At the beginning of the study, a decrease in cardiac output was observed in patients of both groups, which was compensated by an increase in HR and an increase in vascular tone (an increase in PIPVR). At the same time, mean arterial pressure remained moderately elevated or At the same time, mean arterial pressure remained moderately elevated or kept within the physiological range (80-95 mm Hg), which indicates the limitation of the compensatory possibilities of the heart.

Fig.8. The typical trends in cardiac index after inhalation of xenon-oxygen mixture are presented

Inhalation of xenon-oxygen mixture was accompanied by a significant increase in CI, with its further gradual decrease during the day. In the control group, the CI did not change after the procedures.

Figure 9 presents a comparison of the trends in CI in the main and control groups before the procedure of inhalation of the respiratory mixture on the 1st and 5th days of the AWS. The diagram shows, that in both groups CI gradually increased, remaining below the age norm. In the main group, the trends were better, but the differences were not statistically significant. 

Fig. 9. Trends in cardiac index after inhalation of xenon-oxygen mixture

Fig.10. Trends in the pulse index of peripheral vascular resistance after xenon inhalation

Here one can see that the initially high vascular resistance decreased significantly after xenon therapy, which was especially noticeable on the 2nd, 3rd and 4th days of therapy, allowing the heart to work with a lesser load. During the day after the procedure, an increase in PIPVR was observed. In the control group, there was no effect after inhalation.

Figure 11 presents a comparison of the trends in PIPVR in the main and the control groups before the procedure of inhalation of the respiratory mixture on the1st and 5th days of AWS. The diagram clearly shows that the effect of xenon inhalation gradually accumulated and, on the 5th day, PIPVR was significantly lower in the main group.

Fig. 11. Comparison of trends in PIPVR

The effect of xenon inhalation clinically manifested as persistent improvement in the patient's condition in the form of anxiety reduction, hyperhidrosis, tachycardia, chills / fever, algic disorders, nausea. A positive effect was observed within 1.5-4 hours after the procedure, and then abstinence disorders gradually recurred. In addition, each subsequent procedure was accompanied by a deeper and longer-lasting effect.
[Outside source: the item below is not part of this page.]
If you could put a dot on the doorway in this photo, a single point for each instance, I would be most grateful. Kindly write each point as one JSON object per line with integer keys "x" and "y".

No adverse events were detected during xenon therapy. Xenon at a therapeutic concentration did not depress consciousness, most patients after the procedures noted subjectively pleasant sensations

Fig.12 presents a comparison of trends in the severity of abstinence disorders in the main and control groups before the inhalation procedure of the respiratory mixture from the 1st till the 5th day of the AWS.

As it can be seen from the diagram, atypical trend of withdrawal disorders with a gradual, almost linear decrease was observed in the main group, while in the control group the trend in withdrawal disorders was typical, with a peak of severity of violations on 3rd day with its further slow decrease.

Fig.12. Comparison of trends in abstinence disorders.

Conclusions

 Thus, we can state that xenon is able to increase the myocardial work capacity under stress caused by the development of AWS. This significantly reduces vascular resistance, resulting in reduced load on the myocardium and increased blood flow.

These effects make xenon therapy the method of choice for treating patients with AWS and decreased myocardial contractility. Standard approaches to the treatment of such patients can not only fail to improve their state, but also can lead to its serious deterioration.

All inotropic drugs (cardiac glycosides, sympathomimetics) increase myocardial oxygen demand and can provoke ischemic disorders, while xenon due to its negative chronotropic and positive inotropic effects, along with cytoprotective properties in condition of hypoxia, reduces vascular tone, and increases peripheral blood flow.